BlackRock mise sur l’international pour asseoir sa place de leader

le 17/06/2010 L'AGEFI Hebdo

Grâce à l’apport de Barclays GI, le leader mondial de la gestion d’actifs vise 50 % d’actifs hors d’Amérique du Nord via une palette élargie de services et produits.

En France aussi, BlackRock entend imposer sa marque. Le numéro un mondial de la gestion d’actifs vient de prendre une initiative inédite en devenant membre de l’Association française de la gestion financière, même s’il ne dispose que d’un bureau commercial dans l’Hexagone. Le groupe y a triplé ses actifs sous gestion à 11 milliards d’euros, grâce à l’apport de Barclays Global Investors (BGI) dont l’acquisition, annoncée il y a tout juste un an, a été finalisée en décembre dernier. A l’échelle mondiale, le rachat de cette société de gestion de San Francisco a permis au new-yorkais BlackRock de doubler ses actifs, qui s’élevaient fin mars à 3.364 milliards de dollars (2.777 milliards d’euros).

Le créneau de l’externalisation

« D’ici à cinq ans, nous voulons porter la part de nos encours hors des Etats-Unis et du Canada de 38 % à 50 % », avance J. Richard Kushel, vice-président et responsable des activités internationales de BlackRock, désormais basé à Londres. Pour cela, la société de gestion a choisi d’additionner les forces de BGI aux siennes, comme elle l’a fait à Paris, premier site fusionné sous la houlette d’Eric Wohleber, ancien patron de BGI en France. Seules quelques centaines de postes auraient été supprimés dans le groupe, qui compte aujourd’hui 8.500 collaborateurs dans 24 pays. « L’opération n’était pas fondée sur des économies de coûts », rappelle J. Richard Kushel. L’Australie est la seule exception : « BGI faisait aussi des produits quantitatifs sur place, donc nous avons combiné les équipes. »

Le groupe ne précise pas les encours visés sur chaque continent, mais du fait de leur croissance économique et démographique, l’Asie et l’Amérique latine seront naturellement ses principaux moteurs de croissance. Le rachat de BGI, implanté à Mexico et Sao Paulo, doit d’ailleurs permettre à BlackRock de percer en Amérique latine (1 % des actifs fin 2009).

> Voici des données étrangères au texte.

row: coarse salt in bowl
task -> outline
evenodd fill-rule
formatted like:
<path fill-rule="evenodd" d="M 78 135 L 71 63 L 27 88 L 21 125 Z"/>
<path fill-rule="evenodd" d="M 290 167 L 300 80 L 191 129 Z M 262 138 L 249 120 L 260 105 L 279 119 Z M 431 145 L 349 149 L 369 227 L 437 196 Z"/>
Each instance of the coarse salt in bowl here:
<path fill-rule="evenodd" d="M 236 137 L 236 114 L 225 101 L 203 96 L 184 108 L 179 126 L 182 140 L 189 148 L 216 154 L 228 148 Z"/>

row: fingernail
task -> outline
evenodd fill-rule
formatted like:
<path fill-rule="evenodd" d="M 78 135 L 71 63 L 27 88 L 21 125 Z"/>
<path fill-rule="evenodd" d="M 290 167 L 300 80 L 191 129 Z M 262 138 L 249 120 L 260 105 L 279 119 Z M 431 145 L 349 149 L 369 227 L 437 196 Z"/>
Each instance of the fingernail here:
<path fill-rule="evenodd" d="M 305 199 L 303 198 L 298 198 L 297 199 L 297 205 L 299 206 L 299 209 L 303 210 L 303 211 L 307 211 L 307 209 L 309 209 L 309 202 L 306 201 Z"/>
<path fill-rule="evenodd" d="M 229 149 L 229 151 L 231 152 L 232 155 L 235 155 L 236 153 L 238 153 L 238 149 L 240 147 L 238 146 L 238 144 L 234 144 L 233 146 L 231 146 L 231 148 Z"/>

BlackRock a en fait de grandes ambitions en Europe (28 % des actifs). Sur ce marché mûr, le géant américain mise sur un créneau innovant : l’externalisation de la gestion de portefeuille (fiduciary mandates) de clients institutionnels. Ce type d’offre, encore peu fréquent, permet à une caisse de retraite ou à une compagnie d’assurances de déléguer sa stratégie d’investissement ou la gestion de son portefeuille, voire les deux, à une seule société d’asset management. Pour la Grande-Bretagne, BlackRock estime le potentiel de ce marché à 300 milliards de livres (371 milliards d’euros) en 2012, contre quelques milliards actuellement. Selon J. Richard Kushel, « seules quelques sociétés de gestion peuvent concourir sur de tels mandats, qui requièrent une large palette d’expertises »... comme BlackRock.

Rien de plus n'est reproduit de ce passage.